CAPÍTULO IX
EPISODIO EN OTRA ENCARNACIÓN Y LAS PRIMERAS CURACIONES
Conforme a lo convenido, aquel sábado fui a buscar al señor González a su fábrica, y nos encerramos en su despacho, como otras veces.
—Ahora puedo confiarte —me dijo— que el próximo miércoles tendremos a otra Hermanita con nosotros. Pero sólo en forma eventual, por razones de salud. Se trata de una hermana de nuestro Hermano Antonio. Ella y un hermano menor de ambos, están padeciendo de tuberculosis avanzada, que hasta ahora no ha sido combatida eficazmente por los médicos, porque no tienen los recursos suficientes para soportar la verdadera explotación que han querido hacer con ellos. Y su condición social y cultural no son para dejarlos en un hospital de Beneficencia, que ya tú sabes qué trato da a lo§ pacientes… Por eso vamos a tratarlos nosotros, ayudados con el médico azteca, el que se ha comprometido a sanarlos totalmente, como me lo ofreció la otra noche, antes de que tú hablaras a solas con Juan.

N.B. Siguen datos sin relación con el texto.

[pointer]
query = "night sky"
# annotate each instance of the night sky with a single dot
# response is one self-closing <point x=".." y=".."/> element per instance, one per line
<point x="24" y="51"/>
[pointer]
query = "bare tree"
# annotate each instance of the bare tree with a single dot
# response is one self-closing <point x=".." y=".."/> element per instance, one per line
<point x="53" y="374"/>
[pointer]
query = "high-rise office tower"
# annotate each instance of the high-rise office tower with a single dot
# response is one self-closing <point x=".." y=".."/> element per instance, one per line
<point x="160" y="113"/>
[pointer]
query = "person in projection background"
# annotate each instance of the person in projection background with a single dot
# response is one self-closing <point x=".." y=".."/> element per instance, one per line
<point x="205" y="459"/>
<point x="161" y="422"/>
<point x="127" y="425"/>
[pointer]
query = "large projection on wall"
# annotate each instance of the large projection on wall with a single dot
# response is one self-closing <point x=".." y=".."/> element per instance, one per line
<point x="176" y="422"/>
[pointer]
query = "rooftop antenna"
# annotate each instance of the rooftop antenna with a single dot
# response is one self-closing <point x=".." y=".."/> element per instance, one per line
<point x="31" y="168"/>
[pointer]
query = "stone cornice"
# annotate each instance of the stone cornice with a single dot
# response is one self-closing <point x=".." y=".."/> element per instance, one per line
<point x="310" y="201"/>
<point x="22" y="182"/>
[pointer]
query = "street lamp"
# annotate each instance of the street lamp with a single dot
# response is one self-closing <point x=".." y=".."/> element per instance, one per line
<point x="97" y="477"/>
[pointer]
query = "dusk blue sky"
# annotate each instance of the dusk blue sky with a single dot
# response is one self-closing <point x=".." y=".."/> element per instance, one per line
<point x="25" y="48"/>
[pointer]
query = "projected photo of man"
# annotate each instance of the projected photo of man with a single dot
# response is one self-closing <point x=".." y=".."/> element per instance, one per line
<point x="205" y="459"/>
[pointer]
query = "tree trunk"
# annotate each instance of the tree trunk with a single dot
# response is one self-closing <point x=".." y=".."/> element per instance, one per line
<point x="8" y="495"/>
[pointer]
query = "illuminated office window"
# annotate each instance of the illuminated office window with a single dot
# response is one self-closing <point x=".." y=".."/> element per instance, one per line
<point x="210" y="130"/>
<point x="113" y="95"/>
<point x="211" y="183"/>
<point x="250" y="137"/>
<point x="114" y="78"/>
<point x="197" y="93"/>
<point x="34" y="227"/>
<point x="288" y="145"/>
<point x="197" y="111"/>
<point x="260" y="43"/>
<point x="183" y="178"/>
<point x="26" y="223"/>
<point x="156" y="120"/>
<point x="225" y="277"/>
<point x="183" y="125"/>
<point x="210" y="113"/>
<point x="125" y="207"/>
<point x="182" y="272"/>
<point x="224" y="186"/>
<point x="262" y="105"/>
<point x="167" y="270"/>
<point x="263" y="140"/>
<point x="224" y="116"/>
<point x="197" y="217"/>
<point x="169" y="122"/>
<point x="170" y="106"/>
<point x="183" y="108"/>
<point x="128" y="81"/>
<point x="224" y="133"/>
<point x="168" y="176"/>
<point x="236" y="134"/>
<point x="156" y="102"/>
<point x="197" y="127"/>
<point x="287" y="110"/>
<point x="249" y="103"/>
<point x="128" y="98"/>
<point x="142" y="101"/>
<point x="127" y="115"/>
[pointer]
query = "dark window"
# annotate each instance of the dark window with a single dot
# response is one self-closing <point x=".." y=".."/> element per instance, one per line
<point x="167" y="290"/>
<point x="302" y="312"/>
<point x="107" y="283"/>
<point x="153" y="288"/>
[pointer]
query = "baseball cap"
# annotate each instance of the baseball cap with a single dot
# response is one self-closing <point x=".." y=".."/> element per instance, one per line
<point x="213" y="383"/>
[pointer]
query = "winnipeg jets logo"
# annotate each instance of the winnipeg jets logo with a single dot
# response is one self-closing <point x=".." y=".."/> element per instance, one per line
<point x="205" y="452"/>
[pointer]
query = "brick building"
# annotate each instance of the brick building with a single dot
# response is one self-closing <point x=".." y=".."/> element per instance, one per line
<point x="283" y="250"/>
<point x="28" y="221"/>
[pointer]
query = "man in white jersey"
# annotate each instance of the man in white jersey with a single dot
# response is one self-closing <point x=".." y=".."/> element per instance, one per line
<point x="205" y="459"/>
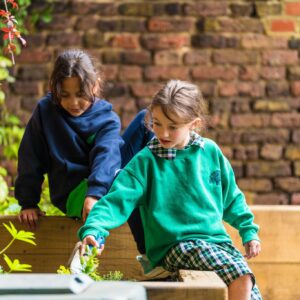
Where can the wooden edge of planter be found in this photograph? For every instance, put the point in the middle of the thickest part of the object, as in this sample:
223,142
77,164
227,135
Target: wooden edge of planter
202,285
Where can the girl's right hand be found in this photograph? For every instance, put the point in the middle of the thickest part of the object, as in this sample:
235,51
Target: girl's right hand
90,240
30,217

—¿La hermana de Antonio conoce ya nuestro secreto?
—Él la ha preparado convenientemente. Es una muchacha joven pero muy seria y consciente. Ha prometido guardar estricto secreto de todo, y lo hará, porque nuestros aliados espirituales ya la han probado. En cambio, su hermano menor no concurrirá. Es un muchacho bueno pero un poco alocado. No puede comprender ni participar de nuestro secreto. Por eso, únicamente irá ella, para recibir todas las indicaciones en forma personal y así tener más fe, y poder dirigir al muchacho en el tratamiento. En cuanto a nosotros, tendremos que repartimos la labor de conseguir los medios para ese tratamiento…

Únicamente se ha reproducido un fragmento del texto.